Decision-making in dynamic environments typically requires adaptive evidence accumulation that weights new evidence more heavily than old observations. Recent experimental studies of dynamic decision tasks require subjects to make decisions for which the correct choice switches stochastically throughout a single trial. In such cases, an ideal observer's belief is described by an evolution equation that is doubly stochastic, reflecting stochasticity in the both observations and environmental changes. In these contexts, we show that the probability density of the belief can be represented using differential Chapman-Kolmogorov equations, allowing efficient computation of ensemble statistics. This allows us to reliably compare normative models to near-normative approximations using, as model performance metrics, decision response accuracy and Kullback-Leibler divergence of the belief distributions. Such belief distributions could be obtained empirically from subjects by asking them to report their decision confidence. We also study how response accuracy is affected by additional internal noise, showing optimality requires longer integration timescales as more noise is added. Lastly, we demonstrate that our method can be applied to tasks in which evidence arrives in a discrete, pulsatile fashion, rather than continuously.
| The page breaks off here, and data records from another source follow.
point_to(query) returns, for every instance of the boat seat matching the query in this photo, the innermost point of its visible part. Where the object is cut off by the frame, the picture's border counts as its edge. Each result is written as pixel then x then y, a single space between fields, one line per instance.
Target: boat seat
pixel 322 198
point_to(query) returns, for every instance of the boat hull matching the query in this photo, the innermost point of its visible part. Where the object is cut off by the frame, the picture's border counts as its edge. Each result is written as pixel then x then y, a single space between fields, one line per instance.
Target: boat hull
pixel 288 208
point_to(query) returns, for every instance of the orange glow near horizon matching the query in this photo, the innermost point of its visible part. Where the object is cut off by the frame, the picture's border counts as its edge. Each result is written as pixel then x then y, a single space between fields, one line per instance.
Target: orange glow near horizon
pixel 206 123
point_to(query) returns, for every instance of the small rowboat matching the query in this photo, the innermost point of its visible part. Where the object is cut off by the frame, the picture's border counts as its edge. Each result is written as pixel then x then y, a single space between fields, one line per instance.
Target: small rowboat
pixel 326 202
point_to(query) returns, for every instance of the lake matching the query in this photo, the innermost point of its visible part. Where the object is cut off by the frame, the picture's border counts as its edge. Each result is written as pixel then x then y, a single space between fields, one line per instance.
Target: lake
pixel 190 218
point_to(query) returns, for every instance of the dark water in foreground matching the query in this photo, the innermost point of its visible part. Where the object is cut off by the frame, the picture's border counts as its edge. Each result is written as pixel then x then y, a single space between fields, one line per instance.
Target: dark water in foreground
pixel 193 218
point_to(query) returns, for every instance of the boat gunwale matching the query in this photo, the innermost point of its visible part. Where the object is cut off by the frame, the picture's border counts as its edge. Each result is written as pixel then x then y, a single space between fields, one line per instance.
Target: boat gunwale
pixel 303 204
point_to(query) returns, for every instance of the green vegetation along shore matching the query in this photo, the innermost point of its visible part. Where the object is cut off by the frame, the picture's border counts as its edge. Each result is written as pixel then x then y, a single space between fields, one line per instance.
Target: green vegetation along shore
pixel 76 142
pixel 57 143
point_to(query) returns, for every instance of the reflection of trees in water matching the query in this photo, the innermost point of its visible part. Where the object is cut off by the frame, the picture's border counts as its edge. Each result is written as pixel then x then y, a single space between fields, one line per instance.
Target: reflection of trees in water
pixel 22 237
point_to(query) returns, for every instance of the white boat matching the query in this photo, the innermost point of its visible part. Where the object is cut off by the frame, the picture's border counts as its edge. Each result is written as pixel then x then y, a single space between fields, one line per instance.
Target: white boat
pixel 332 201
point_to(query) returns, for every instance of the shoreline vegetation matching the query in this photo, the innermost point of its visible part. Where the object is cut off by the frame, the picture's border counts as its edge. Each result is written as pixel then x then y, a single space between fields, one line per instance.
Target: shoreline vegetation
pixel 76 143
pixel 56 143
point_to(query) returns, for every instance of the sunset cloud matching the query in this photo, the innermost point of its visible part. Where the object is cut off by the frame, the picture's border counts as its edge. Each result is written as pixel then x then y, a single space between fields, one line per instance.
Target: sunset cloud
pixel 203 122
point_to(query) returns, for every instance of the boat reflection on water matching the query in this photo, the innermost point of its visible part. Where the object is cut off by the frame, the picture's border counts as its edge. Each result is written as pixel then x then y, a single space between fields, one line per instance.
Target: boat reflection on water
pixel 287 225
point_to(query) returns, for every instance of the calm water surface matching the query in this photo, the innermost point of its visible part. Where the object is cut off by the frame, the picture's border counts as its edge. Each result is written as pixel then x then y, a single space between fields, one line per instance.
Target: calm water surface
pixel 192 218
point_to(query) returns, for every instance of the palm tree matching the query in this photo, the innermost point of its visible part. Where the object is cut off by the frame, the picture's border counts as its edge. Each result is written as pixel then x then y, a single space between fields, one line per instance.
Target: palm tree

Optimizing sequential decisions in the drift-diffusion model.

To make decisions organisms often accumulate information across multiple timescales. However, most experimental and modeling studies of decision-making focus on sequences of independent trials. On the other hand, natural environments are characterized by long temporal correlations, and evidence used to make a present choice is often relevant to future decisions. To understand decision-making under these conditions we analyze how a model ideal observer accumulates evidence to freely make choices across a sequence of correlated trials. We use principles of probabilistic inference to show that an ideal observer incorporates information obtained on one trial as an initial bias on the next. This bias decreases the time, but not the accuracy of the next decision. Furthermore, in finite sequences of trials the rate of reward is maximized when the observer deliberates longer for early decisions, but responds more quickly towards the end of the sequence. Our model also explains experimentally observed patterns in decision times and choices, thus providing a mathematically principled foundation for evidence-accumulation models of sequential decisions.